Having won the referendum vote on NATO in March, Felipe González decided to call a General Election in June 1986, rather than run the full four-year term and wait until the autumn. An evaluation of the first PSOE government's foreign policy achievements would leave a question mark as far as NATO was concerned (largely because it was not clear what the Government's aims had been). But there could be no doubt that entry into the EC and the unblocking of the negotiations on Gibraltar had been the Government's two major successes.
Sr González comfortably won a second term, and just as he had done after his first victory, he included references to Gibraltar when presenting his new Government's programme in the Congress on 22 July. He expressed the hope that an agreement could be reached between Britain and Spain by 1990 on the decolonisation of Gibraltar.
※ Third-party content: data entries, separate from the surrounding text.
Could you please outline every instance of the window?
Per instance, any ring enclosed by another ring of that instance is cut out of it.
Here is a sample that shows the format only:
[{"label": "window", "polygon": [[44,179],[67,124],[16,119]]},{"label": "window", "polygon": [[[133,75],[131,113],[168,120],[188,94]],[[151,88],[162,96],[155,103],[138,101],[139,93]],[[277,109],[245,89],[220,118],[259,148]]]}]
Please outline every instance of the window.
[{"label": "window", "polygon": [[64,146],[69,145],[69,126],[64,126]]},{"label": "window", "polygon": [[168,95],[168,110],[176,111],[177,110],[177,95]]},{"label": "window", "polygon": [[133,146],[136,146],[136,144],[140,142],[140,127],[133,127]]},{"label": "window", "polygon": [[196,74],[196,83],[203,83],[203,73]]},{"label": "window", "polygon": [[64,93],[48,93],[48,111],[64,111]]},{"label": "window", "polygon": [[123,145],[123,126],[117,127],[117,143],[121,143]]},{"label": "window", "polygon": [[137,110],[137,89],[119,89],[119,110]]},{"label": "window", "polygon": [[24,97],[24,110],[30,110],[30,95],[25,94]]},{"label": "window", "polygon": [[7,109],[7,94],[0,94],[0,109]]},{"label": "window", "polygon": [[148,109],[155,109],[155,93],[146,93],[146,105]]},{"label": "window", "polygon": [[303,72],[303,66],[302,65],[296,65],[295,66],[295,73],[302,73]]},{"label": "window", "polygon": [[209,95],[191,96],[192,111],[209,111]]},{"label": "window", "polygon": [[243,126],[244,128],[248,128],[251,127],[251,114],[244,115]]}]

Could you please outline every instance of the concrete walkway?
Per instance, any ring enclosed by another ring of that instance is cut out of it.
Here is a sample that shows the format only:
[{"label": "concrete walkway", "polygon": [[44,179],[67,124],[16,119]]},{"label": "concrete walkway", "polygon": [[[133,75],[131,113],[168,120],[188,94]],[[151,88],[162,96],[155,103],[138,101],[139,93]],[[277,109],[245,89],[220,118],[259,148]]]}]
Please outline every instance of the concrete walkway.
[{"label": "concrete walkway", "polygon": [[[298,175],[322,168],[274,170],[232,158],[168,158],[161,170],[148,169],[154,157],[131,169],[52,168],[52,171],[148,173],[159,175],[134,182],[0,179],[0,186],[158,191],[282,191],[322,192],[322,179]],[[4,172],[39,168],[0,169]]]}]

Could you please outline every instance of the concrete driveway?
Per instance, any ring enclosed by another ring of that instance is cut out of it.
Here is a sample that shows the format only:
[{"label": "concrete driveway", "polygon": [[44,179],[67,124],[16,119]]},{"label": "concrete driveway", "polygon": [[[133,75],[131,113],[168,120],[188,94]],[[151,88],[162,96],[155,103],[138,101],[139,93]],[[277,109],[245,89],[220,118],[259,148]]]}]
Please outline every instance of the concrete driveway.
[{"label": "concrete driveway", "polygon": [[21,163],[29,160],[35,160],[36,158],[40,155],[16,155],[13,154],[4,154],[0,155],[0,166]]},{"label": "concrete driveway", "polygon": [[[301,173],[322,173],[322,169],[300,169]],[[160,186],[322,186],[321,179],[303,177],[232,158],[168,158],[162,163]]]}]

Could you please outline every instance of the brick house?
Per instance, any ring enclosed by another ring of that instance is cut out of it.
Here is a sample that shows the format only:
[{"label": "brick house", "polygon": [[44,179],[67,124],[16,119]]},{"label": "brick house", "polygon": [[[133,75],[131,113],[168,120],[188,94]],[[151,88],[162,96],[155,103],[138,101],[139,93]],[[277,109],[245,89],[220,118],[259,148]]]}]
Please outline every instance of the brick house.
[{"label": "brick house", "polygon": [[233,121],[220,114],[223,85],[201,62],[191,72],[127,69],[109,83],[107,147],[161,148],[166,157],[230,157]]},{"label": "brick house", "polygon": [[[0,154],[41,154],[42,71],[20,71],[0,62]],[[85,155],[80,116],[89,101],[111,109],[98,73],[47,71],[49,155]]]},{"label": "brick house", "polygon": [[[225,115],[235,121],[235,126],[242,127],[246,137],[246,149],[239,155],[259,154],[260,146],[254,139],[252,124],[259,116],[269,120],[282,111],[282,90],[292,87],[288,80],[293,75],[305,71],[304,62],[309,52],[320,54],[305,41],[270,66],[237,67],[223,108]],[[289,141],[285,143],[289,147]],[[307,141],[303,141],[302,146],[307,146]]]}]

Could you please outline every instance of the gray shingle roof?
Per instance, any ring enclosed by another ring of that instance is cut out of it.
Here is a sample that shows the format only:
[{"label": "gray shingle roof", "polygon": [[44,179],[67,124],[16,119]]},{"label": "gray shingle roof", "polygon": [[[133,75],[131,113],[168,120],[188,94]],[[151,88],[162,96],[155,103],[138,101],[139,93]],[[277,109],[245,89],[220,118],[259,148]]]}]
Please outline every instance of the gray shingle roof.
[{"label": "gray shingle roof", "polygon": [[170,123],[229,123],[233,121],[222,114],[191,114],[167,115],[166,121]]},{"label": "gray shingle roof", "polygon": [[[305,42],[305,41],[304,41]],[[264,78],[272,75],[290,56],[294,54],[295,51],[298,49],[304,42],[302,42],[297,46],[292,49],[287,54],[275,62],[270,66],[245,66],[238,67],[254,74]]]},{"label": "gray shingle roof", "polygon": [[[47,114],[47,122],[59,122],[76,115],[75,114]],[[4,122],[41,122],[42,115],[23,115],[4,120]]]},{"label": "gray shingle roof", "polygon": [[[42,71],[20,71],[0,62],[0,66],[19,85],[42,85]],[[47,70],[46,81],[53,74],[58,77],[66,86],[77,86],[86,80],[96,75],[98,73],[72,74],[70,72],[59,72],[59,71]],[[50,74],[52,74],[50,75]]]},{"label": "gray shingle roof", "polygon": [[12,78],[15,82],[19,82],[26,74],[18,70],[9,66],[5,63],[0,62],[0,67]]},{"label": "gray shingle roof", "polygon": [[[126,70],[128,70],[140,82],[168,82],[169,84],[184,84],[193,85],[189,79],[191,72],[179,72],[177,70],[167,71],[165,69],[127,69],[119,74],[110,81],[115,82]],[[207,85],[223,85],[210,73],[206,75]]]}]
Setting a target date—a least for an agreement on procedures and a timetable, however long-term—at least gave the impression that the Government was determined not to let up the pressure on Britain. It would also give Felipe González the whole of his second term in which to achieve this objective and earn himself a place in the history books; he may perhaps have envisaged that a third successive term with himself at the helm could not be guaranteed. If that was the case, he was being over-optimistic about Gibraltar, although unduly pessimistic about his chances of continuing as Prime Minister into the following decade.
A sign of British concession soon came—though hardly enough to encourage Sr González that his target was likely to be met.